Diese steifen Space Suits hatten es in sich, weil sie den Männern nur begrenzte Bewegungsmöglichkeiten boten. So erlaubten sie beispielsweise das Greifen nach Werkzeugen oder anderen Gegenständen nur im Höhenbereich zwischen 1,83 und 0,56 Metern, weshalb für das Sammeln von Gesteinsproben spezielle Greifschaufeln benutzt werden mussten. So weit, so gut. Jedoch hatte sich beim Training auf der Erde eher zufällig gezeigt, dass die halbstarren Anzüge nicht nur wenig Bewegungsfreiheit boten, sondern auch wegen des auf dem Rücken befindlichen Klimatornisters eine äußerst ungünstige Schwerpunktlage hatten. Als nämlich einer der Astronauten beim Sammeln von "Mondgestein" in der Wüste über einen Felsbrocken stolperte und auf den Rücken fiel, stellte sich heraus, dass er ohne fremde Hilfe nicht mehr aufstehen konnte!

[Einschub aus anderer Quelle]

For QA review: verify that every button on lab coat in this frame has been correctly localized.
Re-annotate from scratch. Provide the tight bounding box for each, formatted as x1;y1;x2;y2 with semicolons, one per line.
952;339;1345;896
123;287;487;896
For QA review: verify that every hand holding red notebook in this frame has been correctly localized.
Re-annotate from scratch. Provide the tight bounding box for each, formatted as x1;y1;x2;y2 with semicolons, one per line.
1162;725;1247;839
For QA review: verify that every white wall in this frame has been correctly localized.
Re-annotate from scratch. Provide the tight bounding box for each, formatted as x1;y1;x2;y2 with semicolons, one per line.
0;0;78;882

Eine Neukonstruktion war aus Zeit- und Kostengründen unmöglich. So schärfte man den Astronauten immer wieder ein, nur ja sehr vorsichtig zu sein und keine unbedachten Bewegungen zu machen, vor allem nicht gleichzeitig. Man stelle sich nur einmal zwei auf dem Rücken liegende Männer vor, mit allen Vieren zappelnd und unfähig, sich zu erheben - ein komisches und zugleich makabres, dabei durchaus mögliches und wenig heldenhaftes Ende einer Mondmission.

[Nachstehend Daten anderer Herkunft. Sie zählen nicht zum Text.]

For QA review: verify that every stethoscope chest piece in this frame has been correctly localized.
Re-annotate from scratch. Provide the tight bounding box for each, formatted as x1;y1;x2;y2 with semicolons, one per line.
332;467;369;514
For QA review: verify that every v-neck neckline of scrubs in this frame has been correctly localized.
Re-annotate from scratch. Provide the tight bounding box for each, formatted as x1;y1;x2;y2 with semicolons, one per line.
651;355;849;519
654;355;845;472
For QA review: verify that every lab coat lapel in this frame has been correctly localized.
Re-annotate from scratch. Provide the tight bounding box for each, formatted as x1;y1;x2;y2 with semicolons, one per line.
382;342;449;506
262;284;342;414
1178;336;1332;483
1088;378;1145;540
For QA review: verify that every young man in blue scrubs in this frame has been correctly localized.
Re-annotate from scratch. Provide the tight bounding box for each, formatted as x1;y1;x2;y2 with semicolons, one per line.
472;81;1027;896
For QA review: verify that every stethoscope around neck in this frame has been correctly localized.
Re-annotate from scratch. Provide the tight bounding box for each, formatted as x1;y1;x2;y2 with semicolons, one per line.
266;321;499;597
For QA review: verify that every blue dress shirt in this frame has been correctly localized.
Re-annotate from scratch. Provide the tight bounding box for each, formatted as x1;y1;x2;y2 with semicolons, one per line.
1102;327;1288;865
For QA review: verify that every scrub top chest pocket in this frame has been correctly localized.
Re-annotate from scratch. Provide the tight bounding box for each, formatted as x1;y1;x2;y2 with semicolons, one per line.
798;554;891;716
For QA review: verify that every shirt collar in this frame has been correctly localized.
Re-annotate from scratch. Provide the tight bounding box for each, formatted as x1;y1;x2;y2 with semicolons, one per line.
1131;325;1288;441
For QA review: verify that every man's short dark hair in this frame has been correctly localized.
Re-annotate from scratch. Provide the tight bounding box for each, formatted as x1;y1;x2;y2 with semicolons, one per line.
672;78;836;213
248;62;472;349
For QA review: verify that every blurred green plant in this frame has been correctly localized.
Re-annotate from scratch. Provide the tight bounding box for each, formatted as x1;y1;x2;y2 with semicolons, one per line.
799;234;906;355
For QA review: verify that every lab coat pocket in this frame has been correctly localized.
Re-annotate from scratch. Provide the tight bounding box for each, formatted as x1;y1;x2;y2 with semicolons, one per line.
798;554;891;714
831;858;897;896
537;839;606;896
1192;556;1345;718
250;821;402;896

Zu guter Letzt begannen bei der Ankopplung nach geglücktem Rückstart beide Raumflugkörper umeinander zu kreisen. Aus dem NASA-Hauptquartier verlautete später, Collins habe den Adapter des Andockmechanismus schon zurückgezogen, noch bevor dieser richtig mit der Mondfähre verbunden war. Im gleichen Augenblick zündete ein Steuertriebwerk der "Spinne" und bewirkte die Drehungen. Geistesgegenwärtiges Reagieren der Besatzung verhinderte Schlimmeres. Die langjährige, intensive Ausbildung der Besatzung hatte sich bezahlt gemacht.